Harry mentioned moving out once, a phone call almost a year later and the gentle suggestion that "John, maybe you could find someone else to share a flat with. Just think about it?" He tries his hardest not to. But if he could choose what he thought about, well, wouldn't that just solve everything?
But he can't choose, and there's no getting around that now. He used to act like he could, a couple months after Sherlock- after he fell from the roof and- after.
"He's gone," he'd say, over and over and over round and round the garden like a teddy bear chanting it because maybe then it'd finally get through to him in the way he needs it to and doesn't think he could stand at the same time. "He's gone, he's gone, he's gone," and he doesn't know why he does this to himself except that he needs it.

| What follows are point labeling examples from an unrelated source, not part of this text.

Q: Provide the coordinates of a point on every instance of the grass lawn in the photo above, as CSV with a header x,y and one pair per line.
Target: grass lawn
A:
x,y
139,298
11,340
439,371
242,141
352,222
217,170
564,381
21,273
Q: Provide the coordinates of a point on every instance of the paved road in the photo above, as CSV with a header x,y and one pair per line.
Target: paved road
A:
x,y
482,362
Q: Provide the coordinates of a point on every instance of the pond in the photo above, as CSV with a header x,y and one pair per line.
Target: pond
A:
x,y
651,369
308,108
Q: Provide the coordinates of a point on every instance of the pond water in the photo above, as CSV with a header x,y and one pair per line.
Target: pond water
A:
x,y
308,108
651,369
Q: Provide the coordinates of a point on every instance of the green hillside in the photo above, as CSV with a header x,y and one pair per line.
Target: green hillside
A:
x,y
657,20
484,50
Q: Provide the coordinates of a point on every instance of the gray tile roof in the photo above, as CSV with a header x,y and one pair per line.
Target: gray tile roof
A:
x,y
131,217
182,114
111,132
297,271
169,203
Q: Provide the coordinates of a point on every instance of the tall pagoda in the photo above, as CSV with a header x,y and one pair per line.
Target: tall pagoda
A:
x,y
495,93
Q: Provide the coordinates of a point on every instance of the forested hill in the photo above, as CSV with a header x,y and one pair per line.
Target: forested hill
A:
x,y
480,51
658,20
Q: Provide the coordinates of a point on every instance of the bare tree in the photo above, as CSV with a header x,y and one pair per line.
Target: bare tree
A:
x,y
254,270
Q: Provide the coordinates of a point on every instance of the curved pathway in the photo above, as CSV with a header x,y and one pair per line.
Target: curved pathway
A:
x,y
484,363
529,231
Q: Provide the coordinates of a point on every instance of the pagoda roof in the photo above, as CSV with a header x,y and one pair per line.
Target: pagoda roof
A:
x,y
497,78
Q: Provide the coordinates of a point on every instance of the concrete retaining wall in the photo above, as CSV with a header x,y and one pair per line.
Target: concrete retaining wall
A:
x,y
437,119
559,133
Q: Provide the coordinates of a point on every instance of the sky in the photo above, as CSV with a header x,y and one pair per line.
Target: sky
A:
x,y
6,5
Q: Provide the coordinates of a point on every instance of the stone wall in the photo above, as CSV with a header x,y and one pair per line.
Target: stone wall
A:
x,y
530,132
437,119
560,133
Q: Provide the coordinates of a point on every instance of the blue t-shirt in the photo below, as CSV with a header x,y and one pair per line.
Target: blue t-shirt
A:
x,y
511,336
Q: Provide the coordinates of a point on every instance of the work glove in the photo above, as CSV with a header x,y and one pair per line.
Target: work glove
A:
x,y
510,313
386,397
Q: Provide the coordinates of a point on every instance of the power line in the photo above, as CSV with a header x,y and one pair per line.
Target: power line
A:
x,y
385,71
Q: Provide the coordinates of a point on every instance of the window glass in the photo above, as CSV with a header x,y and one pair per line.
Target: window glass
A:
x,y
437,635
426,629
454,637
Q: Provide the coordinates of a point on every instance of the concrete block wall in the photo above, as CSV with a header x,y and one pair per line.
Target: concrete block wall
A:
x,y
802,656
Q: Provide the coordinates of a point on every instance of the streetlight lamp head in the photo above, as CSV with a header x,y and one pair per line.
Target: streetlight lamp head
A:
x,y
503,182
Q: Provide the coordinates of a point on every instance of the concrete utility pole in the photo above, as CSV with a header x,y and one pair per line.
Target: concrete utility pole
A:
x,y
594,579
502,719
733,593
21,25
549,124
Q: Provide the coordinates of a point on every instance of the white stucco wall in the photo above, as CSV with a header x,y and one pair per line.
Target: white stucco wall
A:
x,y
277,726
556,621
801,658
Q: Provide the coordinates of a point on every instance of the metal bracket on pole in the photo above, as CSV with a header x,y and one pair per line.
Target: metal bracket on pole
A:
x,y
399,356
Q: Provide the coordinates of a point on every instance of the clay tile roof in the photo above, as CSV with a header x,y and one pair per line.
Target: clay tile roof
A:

And maybe he needs it, maybe it's better for him, but if it is, John doesn't want it. He doesn't want the quiet at three in the morning, and once he even bought a CD of violin music to put on in the middle of the night. It didn't help, though; too impersonal, too recorded. It didn't go quickly, spastically at random moments only to cut off suddenly followed by "Of course, garden shears!"
He wants to see microscopes in the kitchen or hear the gun shots as he rushes up the stairs. He wants Sherlock to say "Even you must be able to understand; you're not completely stupid" and he wants to never be able to have a proper bloody date because Sherlock's likely as not to walk in on it somehow. He wants to complain because would you just go to the store for once? and to be abducted by a controlling, over-protective big brother who hardly stops by now because the flat's got to be just as bad for him. John wants to get a text telling him to do something stupid and by now he knows he'll do it anyways. He'll do it because it's stupid and he wants to be threatened and nearly murdered and for his bloody hand to stop shaking and for everything to go back why can't he just go back for time to go back he can feel the heat from the friction and for Sherlock to come back just one more time.
He's tired of hating how much he wants all these things.
And everything's just got to hurt, doesn't it? It would be too easy to let him move on. Instead he can feel the friction of the world as it turns, the burn time leaves as it slides across his skin, but that doesn't mean he'll stop resisting. He may not be able to go back, but he can stay firmly in place, even if it costs him, (and God, it does).
And John hates, hates the feeling of being alone, of knowing he's alone, almost as much as the truth of the matter. He hates that he's aware of what he can't do anything about Damn it, Sherlock, didn't you think of that? So he stops, eventually- stops knowing- and goes back to making two cups of tea every morning because it's so much easier and doesn't he deserve something easy by now? Maybe someday he'll stop pretending.
John falls into the routine he'd tried so hard to break, and it feels so right that if it's wrong, he's long past caring. That doesn't mean it's better- no, it hurts so much more, the burn marks of kinetic friction as everything moves past him and he tries not to keep up. But it's a better kind of pain. It's the kind of pain that comes from something worth it. And if that's all he can do for Sherlock now, John will gladly let himself hurt.
John's resilient, though- he's willing to take the wounds and more, anything, God, he'd give anything if it means he can stop letting time carry him away. So he can feel the burn of the world turning against his skin, even if he tries not to look at the marks it leaves. He can feel the strain each time he remembers, and everything is whispering let go, just let him go. Maybe it'd hurt less if he did. But John Watson isn't a soldier for nothing.